We consistently hear from families in our districts about problems accessing affordable child care, transportation, and housing and know that these challenges can be prohibitive to workforce participation, particularly when training or retraining is required. The lack of access to child care particularly affects women workers who already only make up 26 percent of the energy workforce. Thus, we were glad to see wraparound services included within the scope of the EWAB Subcommittee on Combating Barriers to Energy Employment. Moving forward, we urge the EWAB to develop robust recommendations on ways in which the Department of Energy and partner agencies can provide comprehensive support to enable workers from all backgrounds to participate in the clean energy economy.

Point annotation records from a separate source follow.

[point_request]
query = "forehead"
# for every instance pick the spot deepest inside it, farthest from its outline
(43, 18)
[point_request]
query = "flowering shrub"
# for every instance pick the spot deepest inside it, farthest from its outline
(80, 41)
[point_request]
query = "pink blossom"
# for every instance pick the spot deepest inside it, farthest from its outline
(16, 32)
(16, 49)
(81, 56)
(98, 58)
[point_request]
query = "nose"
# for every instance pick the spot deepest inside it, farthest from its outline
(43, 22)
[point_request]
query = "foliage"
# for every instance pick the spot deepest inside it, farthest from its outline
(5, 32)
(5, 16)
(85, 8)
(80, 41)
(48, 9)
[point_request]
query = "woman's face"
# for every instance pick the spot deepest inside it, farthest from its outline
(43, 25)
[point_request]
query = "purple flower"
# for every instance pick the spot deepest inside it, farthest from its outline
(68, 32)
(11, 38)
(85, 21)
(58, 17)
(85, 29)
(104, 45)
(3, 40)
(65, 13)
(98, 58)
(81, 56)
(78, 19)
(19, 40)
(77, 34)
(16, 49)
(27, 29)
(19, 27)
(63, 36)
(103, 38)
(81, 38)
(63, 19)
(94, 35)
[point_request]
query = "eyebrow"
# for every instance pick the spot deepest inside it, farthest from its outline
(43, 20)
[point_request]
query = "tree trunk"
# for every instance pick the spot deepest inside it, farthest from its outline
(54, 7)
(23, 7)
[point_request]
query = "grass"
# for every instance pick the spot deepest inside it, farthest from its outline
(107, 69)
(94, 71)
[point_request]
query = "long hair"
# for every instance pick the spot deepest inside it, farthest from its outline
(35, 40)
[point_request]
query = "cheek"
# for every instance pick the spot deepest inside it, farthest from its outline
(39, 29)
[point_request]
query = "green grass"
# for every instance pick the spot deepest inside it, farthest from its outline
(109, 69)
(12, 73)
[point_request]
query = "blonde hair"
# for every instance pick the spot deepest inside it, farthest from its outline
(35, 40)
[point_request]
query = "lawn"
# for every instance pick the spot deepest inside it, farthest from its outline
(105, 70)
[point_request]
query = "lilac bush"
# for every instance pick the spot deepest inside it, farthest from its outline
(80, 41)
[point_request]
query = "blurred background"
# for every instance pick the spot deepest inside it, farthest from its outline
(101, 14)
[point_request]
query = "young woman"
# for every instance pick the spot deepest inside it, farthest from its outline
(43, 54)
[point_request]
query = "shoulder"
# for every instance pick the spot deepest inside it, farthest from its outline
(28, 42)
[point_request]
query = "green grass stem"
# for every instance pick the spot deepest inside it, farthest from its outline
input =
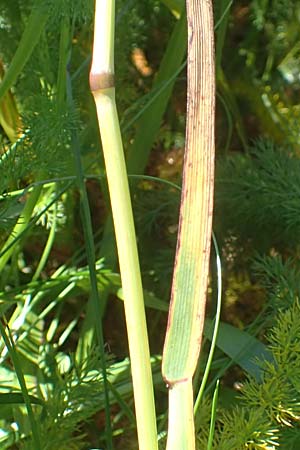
(102, 87)
(213, 417)
(18, 368)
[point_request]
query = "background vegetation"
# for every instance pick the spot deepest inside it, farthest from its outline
(76, 372)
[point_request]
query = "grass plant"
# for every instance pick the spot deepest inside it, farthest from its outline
(67, 378)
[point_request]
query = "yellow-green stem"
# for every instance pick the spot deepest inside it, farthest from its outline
(102, 87)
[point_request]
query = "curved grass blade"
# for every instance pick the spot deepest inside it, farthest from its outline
(188, 296)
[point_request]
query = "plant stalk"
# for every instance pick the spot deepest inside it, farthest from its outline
(103, 90)
(188, 295)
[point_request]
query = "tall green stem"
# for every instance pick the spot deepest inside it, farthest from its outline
(102, 87)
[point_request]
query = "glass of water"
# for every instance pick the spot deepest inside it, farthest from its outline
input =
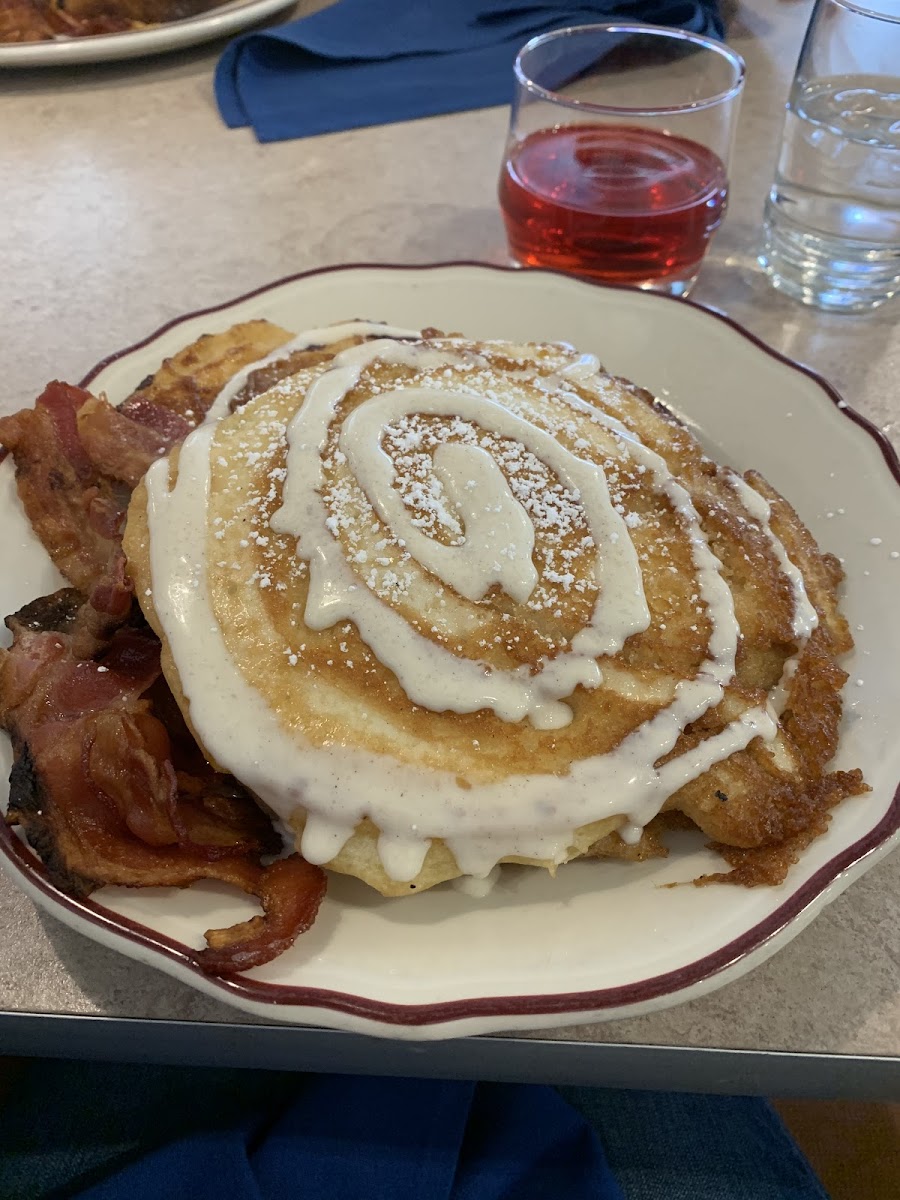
(832, 226)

Furthermore, we hope to see the EWAB continue to address worker retraining and technical development in the clean energy sector, particularly in energy communities and communities impacted by industrial sector closures, relocations, and large scale layoffs. Ensuring that the workforce has accessible training and development opportunities will help level the playing field for workers and continue to grow our capacity to build and maintain a robust domestic clean energy supply chain. Additionally, as investments from the Inflation Reduction Act continue to drive the transition to a clean energy economy, we urge the EWAB to support prevailing wage standards for all clean energy projects to provide opportunities for workers from all backgrounds to enter the clean energy workforce.

Lastly, we request that you not only consult with the Department of Labor (DOL), as is required under Section 40211 of the Infrastructure Investment and Jobs Act, but work closely with DOL to identify the skills necessary for the energy sectors most in need of training. DOL is the principal U.S. agency charged with ensuring our economy has a skilled workforce and has decades of experience working with businesses, training providers, and local communities to carry out this mission. DOL led the Good Jobs Initiative and identified the key principles that make up high quality careers, such as family sustainable wages, worker empowerment, and access to benefits. DOL also oversees the Workforce Innovation and Opportunity Act, which is the backbone of our country’s workforce system. Working with DOL will help to ensure that the 21st century energy workforce will not only sustain a clean energy economy, but a robust middle class.

Thank you for your dedication to these issues. We look forward to continuing to partner with you to support job creation during the clean energy transition.